On May 15, 1991, Ajaib Singh read a report in a newspaper wherein then Patiala senior superintendent of police (SSP) SK Sharma claimed that Kuldeep Singh was killed in an encounter at Tholiwal village under the Barnala police station on May 1.

The family of Kuldeep Singh pursued a long legal battle and Indian courts took about 13 years to frame the charges. As per information collected by the Sikh Siyasat News (SSN) charges were framed against the accused cops on June 3, 2014 under sections 201, 364, 302 and 120-B of the Indian Penal Code(IPC).

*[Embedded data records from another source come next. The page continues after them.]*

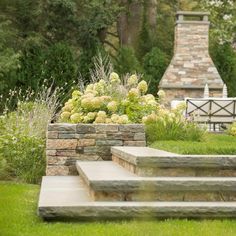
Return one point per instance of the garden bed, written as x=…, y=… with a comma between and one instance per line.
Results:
x=221, y=144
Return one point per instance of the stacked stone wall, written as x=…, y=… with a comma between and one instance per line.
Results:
x=67, y=143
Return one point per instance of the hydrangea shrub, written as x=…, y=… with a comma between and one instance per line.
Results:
x=110, y=101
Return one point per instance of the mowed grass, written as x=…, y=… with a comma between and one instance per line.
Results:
x=18, y=217
x=212, y=144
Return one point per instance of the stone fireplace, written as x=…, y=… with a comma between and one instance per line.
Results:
x=191, y=67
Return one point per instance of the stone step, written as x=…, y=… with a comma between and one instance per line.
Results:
x=66, y=197
x=108, y=181
x=145, y=161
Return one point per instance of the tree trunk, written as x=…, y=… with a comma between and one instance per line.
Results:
x=129, y=22
x=152, y=15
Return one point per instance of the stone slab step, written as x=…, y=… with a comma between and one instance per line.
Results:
x=66, y=197
x=109, y=181
x=147, y=161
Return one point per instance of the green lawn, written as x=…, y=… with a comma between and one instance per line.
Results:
x=212, y=144
x=18, y=217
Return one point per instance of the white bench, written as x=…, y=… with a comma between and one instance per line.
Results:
x=211, y=110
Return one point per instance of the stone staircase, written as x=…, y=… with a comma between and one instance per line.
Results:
x=142, y=182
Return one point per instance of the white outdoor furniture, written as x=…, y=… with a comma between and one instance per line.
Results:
x=211, y=110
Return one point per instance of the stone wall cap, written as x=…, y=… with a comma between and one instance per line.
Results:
x=193, y=22
x=166, y=86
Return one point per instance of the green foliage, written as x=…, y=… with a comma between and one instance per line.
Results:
x=9, y=56
x=18, y=203
x=31, y=64
x=232, y=129
x=4, y=169
x=154, y=64
x=59, y=65
x=22, y=153
x=108, y=100
x=224, y=57
x=24, y=157
x=22, y=134
x=173, y=131
x=212, y=144
x=126, y=61
x=168, y=124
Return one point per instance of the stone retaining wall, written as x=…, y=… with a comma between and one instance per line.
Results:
x=67, y=143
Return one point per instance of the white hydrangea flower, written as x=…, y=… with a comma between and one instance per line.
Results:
x=133, y=93
x=114, y=78
x=102, y=114
x=76, y=118
x=161, y=94
x=112, y=106
x=65, y=115
x=132, y=80
x=142, y=86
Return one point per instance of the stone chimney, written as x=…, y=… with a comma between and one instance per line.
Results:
x=191, y=67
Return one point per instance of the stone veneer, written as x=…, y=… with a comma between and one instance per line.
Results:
x=191, y=67
x=67, y=143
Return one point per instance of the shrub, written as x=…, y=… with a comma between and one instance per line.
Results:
x=154, y=64
x=24, y=157
x=232, y=129
x=167, y=124
x=110, y=101
x=22, y=134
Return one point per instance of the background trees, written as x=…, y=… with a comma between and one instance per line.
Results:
x=57, y=39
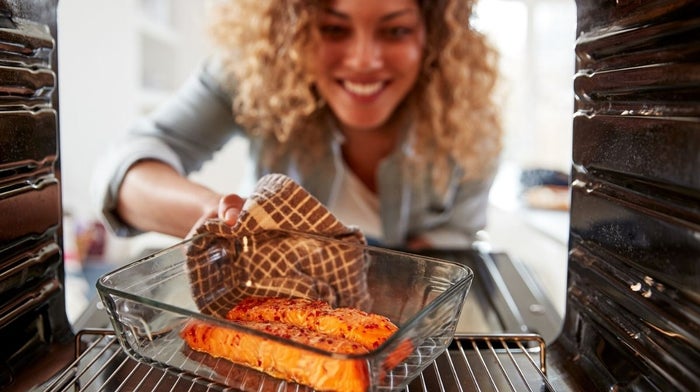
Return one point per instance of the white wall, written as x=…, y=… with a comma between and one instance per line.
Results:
x=100, y=81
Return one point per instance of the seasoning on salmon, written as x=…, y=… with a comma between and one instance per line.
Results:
x=368, y=329
x=321, y=372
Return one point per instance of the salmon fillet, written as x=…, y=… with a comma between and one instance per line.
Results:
x=368, y=329
x=283, y=361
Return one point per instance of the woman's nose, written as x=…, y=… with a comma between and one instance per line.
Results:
x=364, y=52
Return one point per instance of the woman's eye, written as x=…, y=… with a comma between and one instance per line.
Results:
x=334, y=31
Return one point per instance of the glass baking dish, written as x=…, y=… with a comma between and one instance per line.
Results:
x=150, y=300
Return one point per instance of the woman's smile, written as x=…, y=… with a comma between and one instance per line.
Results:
x=368, y=57
x=363, y=89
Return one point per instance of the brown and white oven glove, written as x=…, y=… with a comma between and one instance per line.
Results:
x=253, y=258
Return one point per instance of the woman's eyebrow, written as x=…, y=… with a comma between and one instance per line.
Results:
x=393, y=15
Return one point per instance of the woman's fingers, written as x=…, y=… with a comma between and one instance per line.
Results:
x=230, y=207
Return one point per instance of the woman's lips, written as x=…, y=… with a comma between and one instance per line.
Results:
x=363, y=89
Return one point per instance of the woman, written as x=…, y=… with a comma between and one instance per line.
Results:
x=381, y=109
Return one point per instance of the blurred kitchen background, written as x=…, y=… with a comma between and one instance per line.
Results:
x=119, y=59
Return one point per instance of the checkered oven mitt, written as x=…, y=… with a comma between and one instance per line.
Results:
x=252, y=259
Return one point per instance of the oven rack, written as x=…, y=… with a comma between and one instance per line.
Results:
x=502, y=362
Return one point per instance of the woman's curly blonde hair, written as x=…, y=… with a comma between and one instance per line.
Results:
x=266, y=42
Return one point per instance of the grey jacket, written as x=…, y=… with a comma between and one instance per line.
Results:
x=197, y=122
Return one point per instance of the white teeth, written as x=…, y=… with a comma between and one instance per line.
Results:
x=362, y=88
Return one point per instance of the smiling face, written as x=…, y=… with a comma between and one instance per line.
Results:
x=368, y=58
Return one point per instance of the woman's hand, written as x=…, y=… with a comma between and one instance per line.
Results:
x=228, y=209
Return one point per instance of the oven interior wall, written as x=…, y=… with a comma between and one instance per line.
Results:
x=633, y=301
x=32, y=301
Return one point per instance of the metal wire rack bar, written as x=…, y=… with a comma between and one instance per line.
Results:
x=472, y=363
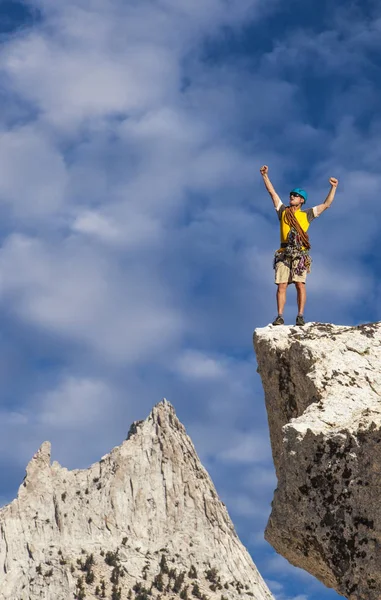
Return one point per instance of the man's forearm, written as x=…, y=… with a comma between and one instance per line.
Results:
x=329, y=199
x=269, y=186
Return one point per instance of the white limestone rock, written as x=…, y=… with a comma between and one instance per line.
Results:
x=322, y=388
x=147, y=515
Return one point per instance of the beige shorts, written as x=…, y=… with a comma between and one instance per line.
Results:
x=283, y=274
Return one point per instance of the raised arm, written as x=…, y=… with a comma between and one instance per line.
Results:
x=269, y=186
x=329, y=199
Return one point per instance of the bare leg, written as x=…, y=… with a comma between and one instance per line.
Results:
x=281, y=297
x=301, y=296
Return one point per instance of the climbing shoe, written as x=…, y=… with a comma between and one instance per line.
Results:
x=279, y=320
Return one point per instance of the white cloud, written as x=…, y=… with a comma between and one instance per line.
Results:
x=75, y=403
x=80, y=295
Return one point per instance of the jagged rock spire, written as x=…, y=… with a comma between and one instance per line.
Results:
x=146, y=517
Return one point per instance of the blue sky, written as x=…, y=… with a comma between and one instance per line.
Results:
x=136, y=235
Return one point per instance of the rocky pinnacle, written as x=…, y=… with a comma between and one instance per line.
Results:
x=322, y=388
x=145, y=522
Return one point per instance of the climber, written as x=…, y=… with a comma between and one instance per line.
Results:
x=292, y=261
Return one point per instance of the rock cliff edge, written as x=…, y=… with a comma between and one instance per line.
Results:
x=322, y=388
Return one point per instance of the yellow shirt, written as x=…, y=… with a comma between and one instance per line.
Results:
x=304, y=219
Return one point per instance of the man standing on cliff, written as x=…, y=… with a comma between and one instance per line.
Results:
x=292, y=261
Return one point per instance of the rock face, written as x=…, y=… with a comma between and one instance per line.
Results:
x=145, y=518
x=323, y=395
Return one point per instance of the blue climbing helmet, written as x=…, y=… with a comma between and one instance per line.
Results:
x=301, y=192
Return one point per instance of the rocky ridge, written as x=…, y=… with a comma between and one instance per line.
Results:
x=322, y=388
x=144, y=523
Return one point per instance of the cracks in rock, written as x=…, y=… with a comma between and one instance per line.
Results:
x=56, y=513
x=6, y=547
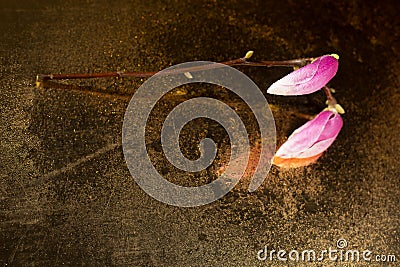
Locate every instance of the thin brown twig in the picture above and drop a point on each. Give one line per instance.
(236, 62)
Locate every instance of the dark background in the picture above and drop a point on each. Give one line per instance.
(66, 195)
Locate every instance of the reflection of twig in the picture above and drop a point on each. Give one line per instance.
(236, 62)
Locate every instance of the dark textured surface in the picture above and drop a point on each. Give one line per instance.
(66, 195)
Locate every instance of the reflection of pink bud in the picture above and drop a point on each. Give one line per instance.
(306, 144)
(307, 79)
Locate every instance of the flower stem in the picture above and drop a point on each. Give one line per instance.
(236, 62)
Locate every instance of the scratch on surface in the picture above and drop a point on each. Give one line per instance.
(12, 255)
(71, 166)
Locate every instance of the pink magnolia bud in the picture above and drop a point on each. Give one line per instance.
(306, 144)
(307, 79)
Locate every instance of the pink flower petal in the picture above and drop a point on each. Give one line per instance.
(310, 140)
(307, 79)
(304, 137)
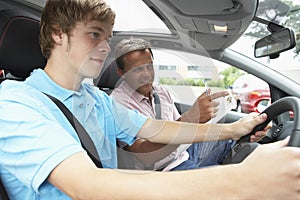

Kuldeep Singh family members were dissatisfied and saddened by the court verdict. Bapu Ajaib Singh said that  injustice had been done to them. He said that they would appeal against the judgment in the high court.

It is notable that during 1980s-90s secret confinements, custodial torture, fake encounters and enforced disappearances were a common policing practise in Punjab.

Many Sikhs, including women, were subjected to enforced disappearances by Punjab police or other Indian security forces.

Human rights activist Jaswant Singh Khalra had traced documentary evidence regarding secret cremations of dead bodies of Sikhs who were extra-judicially killed by Punjab police.

Jaswant Singh Khalra was able to secure the records of three cremations grounds – Tarn Taran, Patti and Durgiana Mandir cremation grounds in Amritsar. This record was strong a evidence against the Punjab police that was indulged enforced disappearances, extra-judicial killings and secret cremations.

On September 6, 1995 Jaswant Singh Khalra was also subjected to enforced disappearance and soon after that the record of all cremation grounds across the state was seized, and made inaccessible, by the CBI (Central Bureau of Investigation).

Perpetrators of these crimes and systematic human rights abuses were rewarded with promotions and high ranks in Punjab police by the State.

Cops who practised these acts (amounting to “Crimes against humanity” under International law) are enjoying state patronage and impunity.

There were only few instances where the guilty were charged or tried and convictions were there in very rare cases.